My step-dad in Denmark enjoyed hunting and had large dogs.
Here I am with my own Irish Setter. I named the Yorkshire Terrier pjusket, which means disheveled in Danish.
That’s my step-dad’s German short hair.
I learned young how to pluck a duck and “dress” a deer. I also learned that hunters have a special relationship with the environment. They were some of my first influences about conservationism. Hunters paradoxically spend more time in actual nature than many environmentalists and hunters are often most concerned about important issues like climate change because they’re the first to notice the problems. Anyway, I prefer eating animals that enjoyed life in the wild.
I can understand hunting, but I never liked the wearing of fur. I hate the way it smells. I hate the idea of wearing a carcass, particularly in a modern time and place when we have access to amazing performance fabrics that are not as heavy and perform better than fur. There’s no reason to wear fur anymore.
I never particularly liked raw meat either. My family also had lots of pet birds and it is unsettling to recognize the smell of your living pet bird on the dead bird you’re preparing for dinner.
It’s an odd cognitive dissonance, our life as an omnivore. We love our pets, but we also wear animals, eat some, ride on others.
Owning pets in general is a strange habit that few other animals practice.
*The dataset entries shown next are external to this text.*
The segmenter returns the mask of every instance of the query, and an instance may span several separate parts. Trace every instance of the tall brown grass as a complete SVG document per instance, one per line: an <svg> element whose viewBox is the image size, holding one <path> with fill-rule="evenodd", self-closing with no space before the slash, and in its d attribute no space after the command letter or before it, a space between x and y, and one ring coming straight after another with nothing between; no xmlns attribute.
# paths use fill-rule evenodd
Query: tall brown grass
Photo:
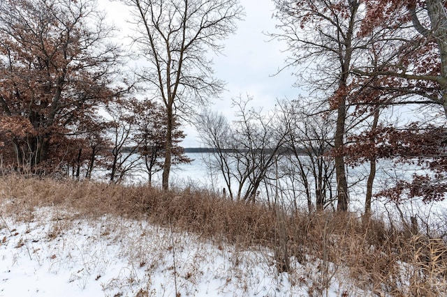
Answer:
<svg viewBox="0 0 447 297"><path fill-rule="evenodd" d="M218 245L266 247L274 251L278 273L298 273L292 271L292 259L303 265L318 263L316 292L342 271L346 271L346 285L341 286L346 288L346 296L353 286L381 296L447 291L446 243L395 223L391 228L377 218L330 211L292 215L274 206L230 201L192 188L163 192L145 185L15 175L0 178L0 214L17 220L29 220L27 214L38 207L57 206L72 218L108 214L146 220Z"/></svg>

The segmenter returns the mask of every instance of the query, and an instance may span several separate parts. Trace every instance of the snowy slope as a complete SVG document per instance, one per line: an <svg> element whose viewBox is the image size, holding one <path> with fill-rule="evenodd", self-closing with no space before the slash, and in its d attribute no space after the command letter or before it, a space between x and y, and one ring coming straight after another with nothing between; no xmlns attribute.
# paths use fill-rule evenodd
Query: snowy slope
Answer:
<svg viewBox="0 0 447 297"><path fill-rule="evenodd" d="M145 221L39 208L0 218L0 296L308 296L309 268ZM340 296L332 285L328 296Z"/></svg>

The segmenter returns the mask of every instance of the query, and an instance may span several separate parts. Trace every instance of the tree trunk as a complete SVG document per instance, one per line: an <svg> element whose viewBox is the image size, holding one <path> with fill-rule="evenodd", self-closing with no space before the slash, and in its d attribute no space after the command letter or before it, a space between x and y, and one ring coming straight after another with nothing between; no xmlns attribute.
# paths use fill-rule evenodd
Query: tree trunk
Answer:
<svg viewBox="0 0 447 297"><path fill-rule="evenodd" d="M374 132L377 128L379 122L379 108L374 112L374 119L371 127L371 131ZM371 201L372 199L372 186L376 177L376 158L369 158L369 175L366 184L366 198L365 199L365 215L368 216L371 213Z"/></svg>
<svg viewBox="0 0 447 297"><path fill-rule="evenodd" d="M348 210L348 183L344 168L344 156L340 153L343 147L344 139L344 124L346 120L346 98L343 96L337 109L337 127L335 130L335 139L334 148L337 151L335 156L335 175L337 176L337 192L338 211L346 211Z"/></svg>
<svg viewBox="0 0 447 297"><path fill-rule="evenodd" d="M166 125L166 142L165 146L165 162L163 166L163 176L161 186L163 190L168 190L169 189L169 174L171 165L171 151L173 147L173 122L174 115L173 114L172 105L168 106L166 111L168 125Z"/></svg>

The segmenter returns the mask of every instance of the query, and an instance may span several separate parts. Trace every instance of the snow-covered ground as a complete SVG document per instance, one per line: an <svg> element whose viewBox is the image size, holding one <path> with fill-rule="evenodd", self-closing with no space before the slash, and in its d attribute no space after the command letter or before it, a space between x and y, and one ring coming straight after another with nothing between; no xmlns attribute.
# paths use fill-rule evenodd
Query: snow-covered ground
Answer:
<svg viewBox="0 0 447 297"><path fill-rule="evenodd" d="M0 215L0 296L343 293L335 279L329 280L327 291L318 291L321 284L312 272L316 263L304 267L292 259L294 272L278 273L272 253L264 248L213 244L145 220L79 218L50 207L22 218L1 210Z"/></svg>

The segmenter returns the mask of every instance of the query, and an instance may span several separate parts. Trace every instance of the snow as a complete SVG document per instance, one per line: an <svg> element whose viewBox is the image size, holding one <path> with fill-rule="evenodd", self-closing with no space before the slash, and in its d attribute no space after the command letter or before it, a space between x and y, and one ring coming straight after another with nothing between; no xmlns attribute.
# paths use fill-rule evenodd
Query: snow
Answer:
<svg viewBox="0 0 447 297"><path fill-rule="evenodd" d="M314 266L292 259L294 272L278 273L268 249L175 226L55 207L0 215L0 296L300 296L316 284ZM339 291L333 281L327 296Z"/></svg>

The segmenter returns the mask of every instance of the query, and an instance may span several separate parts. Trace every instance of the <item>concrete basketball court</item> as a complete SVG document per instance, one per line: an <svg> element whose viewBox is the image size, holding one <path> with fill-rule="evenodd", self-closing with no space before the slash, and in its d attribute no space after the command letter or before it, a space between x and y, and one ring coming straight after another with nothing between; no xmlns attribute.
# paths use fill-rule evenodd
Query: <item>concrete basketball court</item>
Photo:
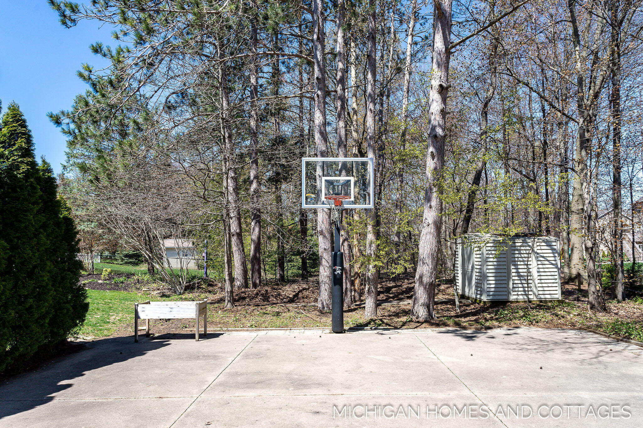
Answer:
<svg viewBox="0 0 643 428"><path fill-rule="evenodd" d="M0 418L0 427L640 427L643 348L533 328L114 338L3 382Z"/></svg>

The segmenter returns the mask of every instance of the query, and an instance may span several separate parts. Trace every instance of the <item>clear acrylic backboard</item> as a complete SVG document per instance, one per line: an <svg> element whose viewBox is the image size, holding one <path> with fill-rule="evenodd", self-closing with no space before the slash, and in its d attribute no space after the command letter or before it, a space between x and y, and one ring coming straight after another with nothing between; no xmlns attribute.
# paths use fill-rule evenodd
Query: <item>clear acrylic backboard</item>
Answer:
<svg viewBox="0 0 643 428"><path fill-rule="evenodd" d="M373 171L372 158L302 158L302 207L340 196L344 208L373 208Z"/></svg>

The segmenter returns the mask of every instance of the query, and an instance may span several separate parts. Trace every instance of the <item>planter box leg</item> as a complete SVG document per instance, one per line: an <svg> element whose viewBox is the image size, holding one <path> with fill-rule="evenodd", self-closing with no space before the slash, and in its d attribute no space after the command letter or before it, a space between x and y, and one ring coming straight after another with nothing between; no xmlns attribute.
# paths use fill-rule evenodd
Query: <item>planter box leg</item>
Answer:
<svg viewBox="0 0 643 428"><path fill-rule="evenodd" d="M134 306L134 341L136 343L138 341L138 314L136 312L136 305Z"/></svg>
<svg viewBox="0 0 643 428"><path fill-rule="evenodd" d="M196 329L194 330L194 340L199 341L199 307L197 307L197 316L194 317L196 320Z"/></svg>

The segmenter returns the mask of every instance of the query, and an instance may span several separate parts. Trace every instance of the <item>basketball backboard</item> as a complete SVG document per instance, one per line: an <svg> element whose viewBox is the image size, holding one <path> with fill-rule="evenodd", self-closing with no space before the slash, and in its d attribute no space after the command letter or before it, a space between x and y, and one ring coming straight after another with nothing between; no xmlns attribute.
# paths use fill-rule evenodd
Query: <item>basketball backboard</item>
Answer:
<svg viewBox="0 0 643 428"><path fill-rule="evenodd" d="M341 196L344 208L373 208L373 159L302 158L302 207L329 208Z"/></svg>

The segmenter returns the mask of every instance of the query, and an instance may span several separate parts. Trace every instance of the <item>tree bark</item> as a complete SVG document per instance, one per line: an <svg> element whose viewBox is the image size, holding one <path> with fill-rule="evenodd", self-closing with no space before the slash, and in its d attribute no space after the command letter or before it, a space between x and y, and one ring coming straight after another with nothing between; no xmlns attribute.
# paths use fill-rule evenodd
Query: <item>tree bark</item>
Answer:
<svg viewBox="0 0 643 428"><path fill-rule="evenodd" d="M312 59L314 76L314 128L315 147L318 157L326 157L328 136L326 133L326 72L324 61L323 2L312 0ZM317 174L322 176L321 164ZM330 311L332 281L331 260L331 212L325 208L317 209L317 232L319 236L320 290L318 306L320 311Z"/></svg>
<svg viewBox="0 0 643 428"><path fill-rule="evenodd" d="M223 162L223 189L226 200L228 200L228 169L227 162ZM232 244L230 237L230 217L228 210L228 204L223 207L222 217L223 218L223 276L224 280L224 293L226 296L224 309L231 309L235 307L233 279L232 278Z"/></svg>
<svg viewBox="0 0 643 428"><path fill-rule="evenodd" d="M446 98L449 90L452 0L433 2L433 45L429 94L426 188L422 229L418 245L417 270L411 316L417 321L435 318L433 305L437 279L442 200L438 180L444 164L446 137Z"/></svg>
<svg viewBox="0 0 643 428"><path fill-rule="evenodd" d="M346 135L346 35L344 24L346 17L346 4L344 0L337 2L337 73L336 75L336 107L337 110L337 155L347 156ZM341 251L344 255L344 307L354 304L352 277L351 271L350 242L349 231L342 227L340 231Z"/></svg>
<svg viewBox="0 0 643 428"><path fill-rule="evenodd" d="M227 123L230 114L230 100L228 90L224 82L223 73L221 72L221 107L224 112L222 115L222 132L224 139L226 155L228 159L233 157L234 150L232 142L232 133L230 125ZM228 176L228 210L230 213L230 237L232 241L232 254L234 257L235 265L235 286L237 288L248 288L248 266L246 262L246 251L244 248L243 235L241 228L241 209L239 202L239 181L237 176L237 169L230 164L227 165Z"/></svg>
<svg viewBox="0 0 643 428"><path fill-rule="evenodd" d="M494 41L492 44L495 43ZM496 44L497 46L497 44ZM492 46L491 53L493 54L494 49ZM469 227L471 223L471 218L473 216L473 209L475 208L476 194L480 189L480 181L482 178L482 173L487 167L487 160L484 157L487 153L487 134L489 132L489 105L493 99L495 92L495 76L493 74L493 67L490 67L489 85L487 89L487 94L484 100L482 101L482 106L480 108L480 130L478 135L478 139L480 147L482 148L482 160L480 166L476 168L473 173L473 180L471 180L471 187L467 194L467 207L464 210L464 216L462 217L462 227L460 230L460 234L464 235L469 233Z"/></svg>
<svg viewBox="0 0 643 428"><path fill-rule="evenodd" d="M370 8L368 14L368 30L367 36L367 42L368 44L367 55L367 89L366 89L366 141L367 141L367 156L373 159L374 162L377 160L377 151L376 148L376 124L375 124L375 108L376 108L376 91L377 90L377 65L376 58L377 47L376 32L377 27L376 20L376 11L375 0L369 0L368 6ZM377 171L377 167L376 167ZM376 177L374 174L373 180L377 182ZM376 267L375 257L377 254L377 206L374 200L375 195L371 195L374 200L374 208L368 210L368 218L366 236L366 255L368 260L367 266L367 284L366 284L366 304L364 309L364 317L368 318L374 318L377 316L377 273L378 271Z"/></svg>
<svg viewBox="0 0 643 428"><path fill-rule="evenodd" d="M568 8L572 26L574 56L576 60L576 106L578 111L578 130L576 139L576 150L574 158L574 191L570 207L570 224L572 234L570 244L572 250L570 268L572 279L575 280L579 287L582 282L588 284L590 308L602 312L605 310L602 294L597 289L595 262L593 248L595 230L589 228L592 225L592 210L590 204L590 189L588 184L587 169L588 150L592 142L592 132L593 124L593 107L602 83L597 82L598 76L593 75L595 80L586 81L584 67L587 42L581 40L576 17L577 0L568 0ZM586 84L587 83L587 84ZM584 247L587 259L586 270L583 268L583 250Z"/></svg>
<svg viewBox="0 0 643 428"><path fill-rule="evenodd" d="M257 9L257 0L253 6ZM250 284L251 288L261 286L261 208L259 184L259 67L257 50L258 44L257 17L253 12L250 26L250 166L248 180L250 187Z"/></svg>
<svg viewBox="0 0 643 428"><path fill-rule="evenodd" d="M611 295L613 298L622 302L624 298L623 277L623 214L621 189L621 109L620 109L620 28L619 24L619 7L617 2L611 6L611 94L610 103L611 107L612 127L612 237L614 240L612 264L614 266L614 280L612 282Z"/></svg>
All of which is to say that we got a cat and I’m considering going vegetarian again. He’s obligated to be a carnivore, but I’m not.
Our new cat. He’s four years old and I got him from a shelter. He was visibly depressed in his cage. And he’s not even as smart as the average pig.
Edited on 8 December 2014 to add a note sent by a reader regarding the Museum of Hunting & Nature in Paris. No, I’ve never been! It reminds me of a place I stayed in northern Italy. So much taxidermy.